Even the happiest married couples sometimes fight over money. When two people share a life and a financial future, it’s only to be expected—especially when you each come into the relationship with different levels of financial literacy, risk tolerance, earning power, assumptions, and expectations. Part of the problem is that spending and saving are often deeply emotional, reflecting our values, goals, and unspoken assumptions.
In my experience working with hundreds of couples, I’ve shared the following tips to help people get on the same page as the person they love:
Share your money history
Set aside a time to discuss your personal money histories. What role did money play in your home growing up? What lessons were taught by your parents or caregivers, either explicitly or example? How did these influences and experiences shape your thinking and emotional triggers around money, including your tolerance for risk? Together, celebrate the places where money created freedom, choices, and opportunities, and show empathy and compassion for the times when money created pain, anxiety, and a lack of trust.
It is common during money history conversations for couples to learn something they never knew about their partner, which leads to a deeper understanding of and compassion for each other’s financial priorities. I find that couples who are arguing about money can get back in tune by learning where their partner’s motivations and fears around money reside.
Talk in terms of shared goals
Money is not an end goal, but a means to achieving things that are important to you both. Become fluent in discussing your vision for the future and how money will support your shared hopes and dreams. I’ve seen partners who were unengaged and disinterested in financial meetings become passionate about their financial future once we started talking about what the money was for. These conversations engage both parties in healthier discussions about financial priorities and creates a shared definition of what success looks like.
Create a list of shared values
How we spend, save, and share money are influenced by our core values. Core values are hard-wired—they define who you are and where you thrive, and many of our natural tendencies and talents spring from these values. Identifying your values greatly simplifies decision-making, because money moves towards what we value most. Start by creating a list of your top five values and ask your partner to do the same. Your two lists will likely not be the same, which is to be expected. Now, create a list of values that your relationship is aligned around: the values that are central to you as a couple. Write them down and post them somewhere you can see them in your home. If you’re more of a visual thinker, you can find a visual way to display your values—my wife and I painted a picture and hung it in our bedroom as a constant reminder of our priorities.
Take turns playing the role of Family CFO
Just as couples tend to have a “laundry person” or a “lawn-mowing person,” it’s common that one partner becomes the “money person” in the relationship. Sometimes, this happens because one partner doesn’t like managing the family finances; sometimes, it happens because one spouse takes pride in being “good with money” and happily takes over those tasks. But this set-up can leave the non-financial partner feeling vulnerable, powerless, or out of the loop.

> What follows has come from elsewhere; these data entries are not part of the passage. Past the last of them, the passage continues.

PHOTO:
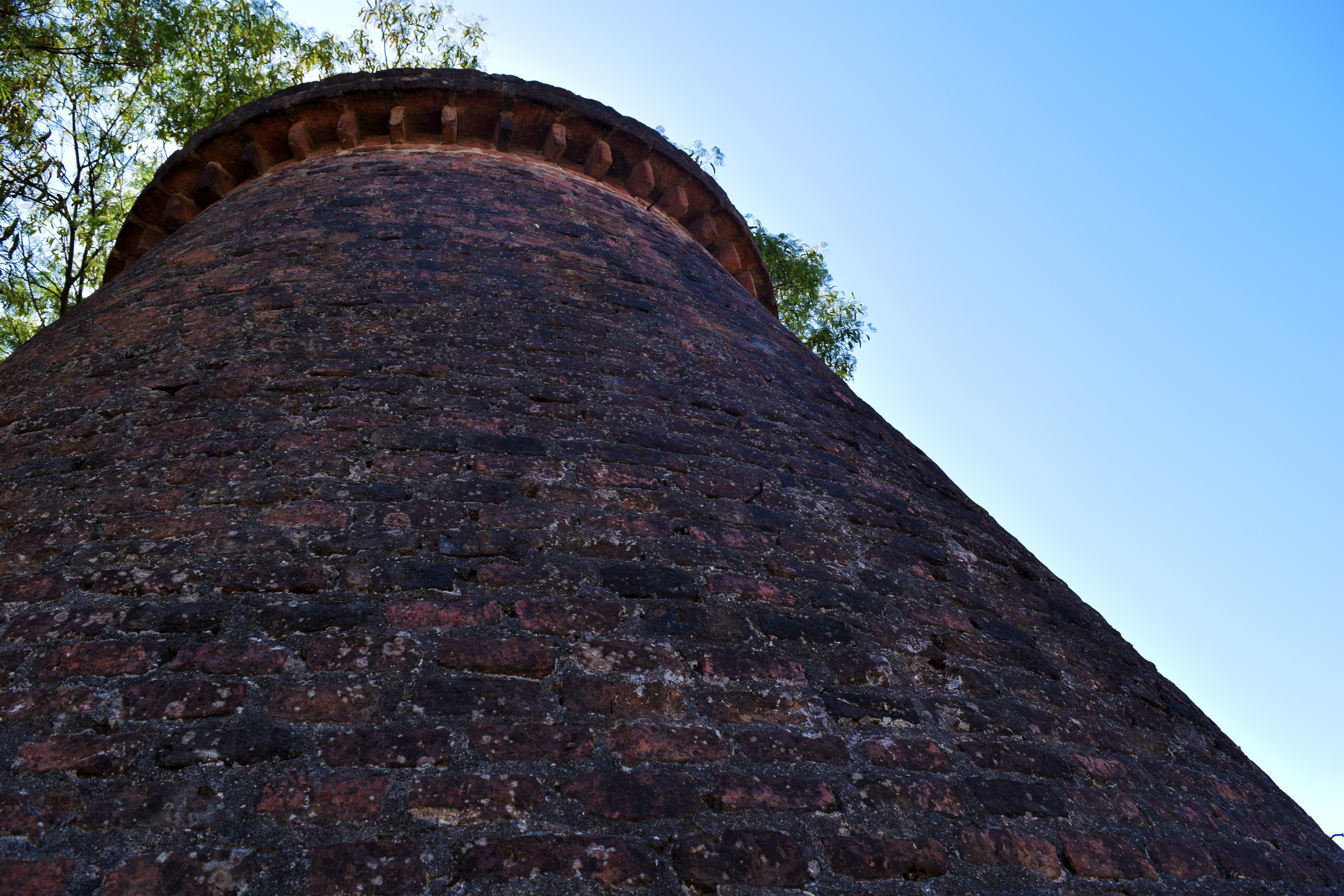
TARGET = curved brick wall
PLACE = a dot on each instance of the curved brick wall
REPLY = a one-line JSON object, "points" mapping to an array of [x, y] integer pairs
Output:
{"points": [[429, 518]]}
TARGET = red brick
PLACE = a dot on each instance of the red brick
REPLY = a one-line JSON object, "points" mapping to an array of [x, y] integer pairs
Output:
{"points": [[736, 790], [915, 796], [608, 860], [881, 858], [327, 703], [554, 617], [783, 745], [624, 656], [636, 743], [381, 867], [1183, 859], [299, 800], [326, 515], [217, 469], [1109, 803], [52, 702], [36, 878], [917, 756], [416, 467], [532, 742], [182, 700], [749, 664], [85, 756], [317, 441], [169, 526], [622, 699], [1247, 860], [747, 707], [222, 657], [398, 749], [361, 653], [1105, 856], [424, 616], [58, 624], [498, 656], [753, 858], [635, 796], [466, 800], [998, 847], [757, 589], [101, 659]]}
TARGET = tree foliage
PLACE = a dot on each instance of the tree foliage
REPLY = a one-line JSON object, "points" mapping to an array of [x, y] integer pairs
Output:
{"points": [[827, 322], [96, 93]]}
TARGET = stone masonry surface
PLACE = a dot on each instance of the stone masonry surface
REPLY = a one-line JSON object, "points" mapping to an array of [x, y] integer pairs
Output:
{"points": [[431, 518]]}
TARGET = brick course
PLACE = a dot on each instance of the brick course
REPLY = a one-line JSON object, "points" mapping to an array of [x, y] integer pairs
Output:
{"points": [[439, 515]]}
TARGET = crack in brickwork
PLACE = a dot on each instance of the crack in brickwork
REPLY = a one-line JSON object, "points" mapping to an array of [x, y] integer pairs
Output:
{"points": [[442, 520]]}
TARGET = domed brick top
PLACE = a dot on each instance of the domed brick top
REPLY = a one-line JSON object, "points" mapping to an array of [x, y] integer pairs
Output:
{"points": [[435, 515]]}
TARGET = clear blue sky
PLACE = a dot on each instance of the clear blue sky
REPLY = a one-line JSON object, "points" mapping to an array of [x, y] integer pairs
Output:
{"points": [[1104, 249]]}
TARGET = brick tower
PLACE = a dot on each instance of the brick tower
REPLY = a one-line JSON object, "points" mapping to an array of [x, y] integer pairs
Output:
{"points": [[432, 503]]}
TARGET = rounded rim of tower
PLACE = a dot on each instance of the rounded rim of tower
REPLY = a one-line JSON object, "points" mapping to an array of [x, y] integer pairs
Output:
{"points": [[460, 107]]}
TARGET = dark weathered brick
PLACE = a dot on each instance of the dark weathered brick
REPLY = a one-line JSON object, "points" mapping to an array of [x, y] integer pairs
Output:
{"points": [[881, 858], [556, 617], [1003, 797], [916, 796], [36, 878], [753, 858], [749, 664], [1027, 761], [499, 656], [221, 657], [175, 618], [440, 696], [624, 656], [1006, 847], [532, 741], [915, 754], [466, 800], [748, 707], [380, 867], [183, 700], [648, 582], [240, 746], [396, 749], [25, 816], [162, 805], [308, 800], [608, 860], [280, 620]]}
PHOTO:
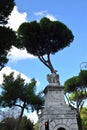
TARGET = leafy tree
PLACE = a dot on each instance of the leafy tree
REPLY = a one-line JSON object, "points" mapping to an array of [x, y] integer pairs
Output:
{"points": [[44, 38], [36, 126], [76, 88], [18, 93], [7, 124], [7, 36]]}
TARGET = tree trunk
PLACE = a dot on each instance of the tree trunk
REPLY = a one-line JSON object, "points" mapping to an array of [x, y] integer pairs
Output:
{"points": [[79, 121]]}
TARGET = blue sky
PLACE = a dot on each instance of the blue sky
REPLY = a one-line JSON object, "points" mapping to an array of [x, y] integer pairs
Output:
{"points": [[67, 61]]}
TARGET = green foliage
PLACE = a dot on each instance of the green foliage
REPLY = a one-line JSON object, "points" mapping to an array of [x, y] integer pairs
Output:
{"points": [[84, 117], [36, 126], [76, 87], [6, 7], [18, 93], [83, 77], [44, 38], [72, 84]]}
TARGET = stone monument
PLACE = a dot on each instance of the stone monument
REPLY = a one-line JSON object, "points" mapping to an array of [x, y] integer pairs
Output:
{"points": [[59, 115]]}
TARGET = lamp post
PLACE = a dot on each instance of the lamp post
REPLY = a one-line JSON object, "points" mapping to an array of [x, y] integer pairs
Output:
{"points": [[83, 65]]}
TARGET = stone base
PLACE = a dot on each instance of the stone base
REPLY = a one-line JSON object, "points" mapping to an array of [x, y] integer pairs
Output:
{"points": [[56, 111], [59, 117]]}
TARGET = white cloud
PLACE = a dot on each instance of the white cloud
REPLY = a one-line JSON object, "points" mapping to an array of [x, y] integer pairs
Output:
{"points": [[45, 14], [17, 54], [16, 19]]}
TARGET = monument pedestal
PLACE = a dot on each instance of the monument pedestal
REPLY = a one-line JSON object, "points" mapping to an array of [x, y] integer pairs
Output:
{"points": [[56, 111]]}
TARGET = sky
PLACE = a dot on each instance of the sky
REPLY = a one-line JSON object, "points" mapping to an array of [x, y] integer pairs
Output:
{"points": [[69, 60]]}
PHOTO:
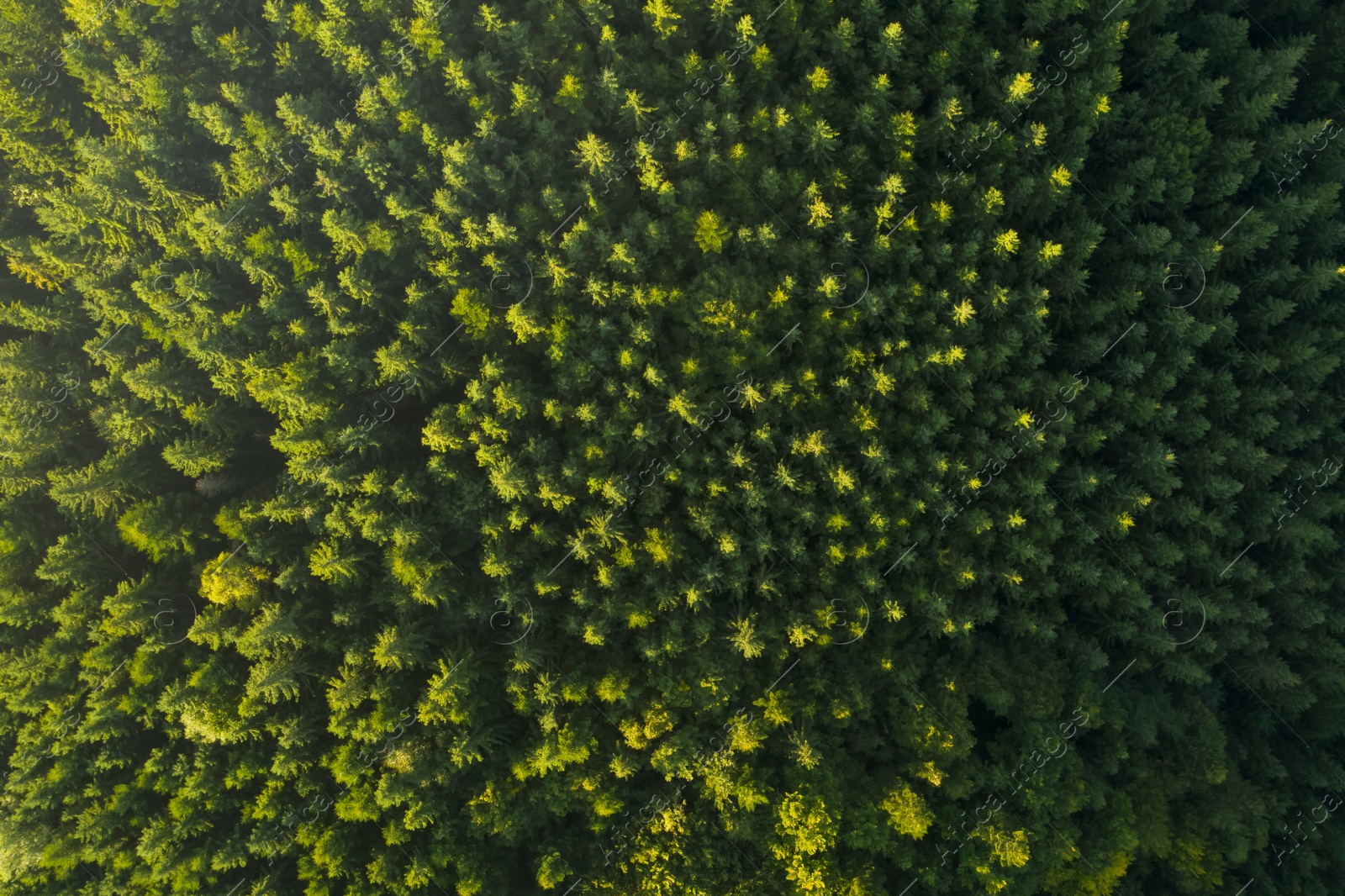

So periodically swap financial management roles. From time to time, have the non-financial spouse handle bills, budgeting, investments, taxes, and communication financial professionals. Giving both partners a turn is good for communication and skill-building, and mitigates risk in case the more financially-savvy spouse has an accident or dies prematurely.
Find a financial advisor that works for both of you
A financial advisor can have a huge role to play in improving your financial conversations, but only if you both trust them and get along with them. A good advisor doesn’t let the money person take all the oxygen; he or she should communicate with both spouses whenever possible, whether it’s in person, over the phone, or over email. When one party has a conservative risk tolerance versus the partner, a good financial advisor will take the time to run different financial projections that give a range of options and build confidence. Many times, it’s combining the risk tolerance of both partners.